キングの称号
キング。それは神奈川派閥にとって特別な意味を持つ。
キングとは絶対にして強大。なれるのは神奈川でたった1人の男のみ。神奈川で最高の男のみに送られる強さの証だ。
キングだけに与えられる"とある特権"もあり、その地位はクイーンと同格。人によってはそれ以上と捉える人もいるほどのもの。そして、それを手に入れると言う事はつまり……
「……神奈川を超えるということ」
「まぁ、そうだな」
普通は無理――なのだが。
「……いいんじゃないですか、やってみても」
「いいのか? 敵だぞ?」
「私にはあなたを止められません。止めたところで無駄でしょ」
「よくわかってるじゃん」
「うるさいです」
目標のために一直線に進む。彼はそういう人だ。それは多分、この世界の中で私が1番知っている。
(私が、1番――――)
「じゃ、そろそろ行くわ」
もう話す事は話し切ったのだろう。窓に手を掛けて外に出ようとする。
「は〜い。いってら――」
別れの言葉を投げようとした瞬間、体が石化したかのようにピタリと止まる。最後まで言葉が出てこない。
その原因は私の中に生まれた1つの考えにあった。2週間後に行われるとある出来事。私にとっては最初から負け試合なそれだが、今はいつもと違う点が1つある。
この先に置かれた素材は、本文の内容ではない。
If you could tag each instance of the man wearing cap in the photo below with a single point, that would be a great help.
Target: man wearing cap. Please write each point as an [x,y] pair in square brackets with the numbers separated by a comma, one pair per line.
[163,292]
彼がいれば、彼さえあれば可能なのではないか。暗闇の中から生まれたたった1つの光さす希望。それに縋らない手はなかった。
「あ、あの!!」
(それに――――)
「ん? なんだ」
(都合の良い女扱いされるのは――)
「この部屋を貸す代わりに……条件があります!!」
(なんか嫌だ!!)
――――
面倒くさいことになった。
そう思い、俺はため息を1つ吐く。俺がため息を吐いたのを見て、隣を歩くブラックも口を開けて真似をする。男と犬、それらが並んでため息を吐く姿が変に見えたのか、周りにいる女性達から奇異の視線を感じる。
(……いや、それだけではないか)
俺がここらでは見慣れない男だから見られている。むしろそちらが原因で俺たちを見ている女性の方が多いだろう。知っての通り、神奈川は男が非常に少ない。その過疎っぷりは顔がどんなに不細工でも、男というだけでモテモテになるほどらしい。つまり俺も……
「へへへ……はっ」
せっかく神奈川に来たのだ。頭の中で妄想などしなくとも、自然と
(そのためには、一刻も早く"キング"にならなくては……)
俺のこの言葉を聞いている人物がいるのなら、いきなりなぜキングに俺がなりたがっているのか。それが1番気になっているはずだ。
(そんなの……もちろん……)
東京派閥への復讐のためだ。
もともと俺の旅はあのクソ幼なじみに復讐するために行った事だった。しかし、その最中東京派閥そのものに狙われ、体を入れ替えられた挙句、敵の本拠地にぶち込まれた。
そのおかげでいろいろな経験ができた。骨なんて数えられない位折れたし腕ももげた。両手も使えなくなった。体中切り傷だらけになった。
東京派閥への……憎悪ももらった。
復讐する国ができた。
(それだけで……理由は十分だ)
やられたらやり返す。東京でのうのうと暮らしている奴らに血と肉を見せてやる。
しかし、今の俺1人では勝てない。数が多いくせに質も優秀。今のままでは壊せない。
無論、1人で戦う意地はある。これからも自分の最強を極め抜くつもりだ。
ただ、相手が大人数で来るのだ。それなら……
(こちらが数を使っても文句は言うまい)
簡単だ。かつて俺は袖女を利用した。それが少し大きくなるだけ。国になるだけだ。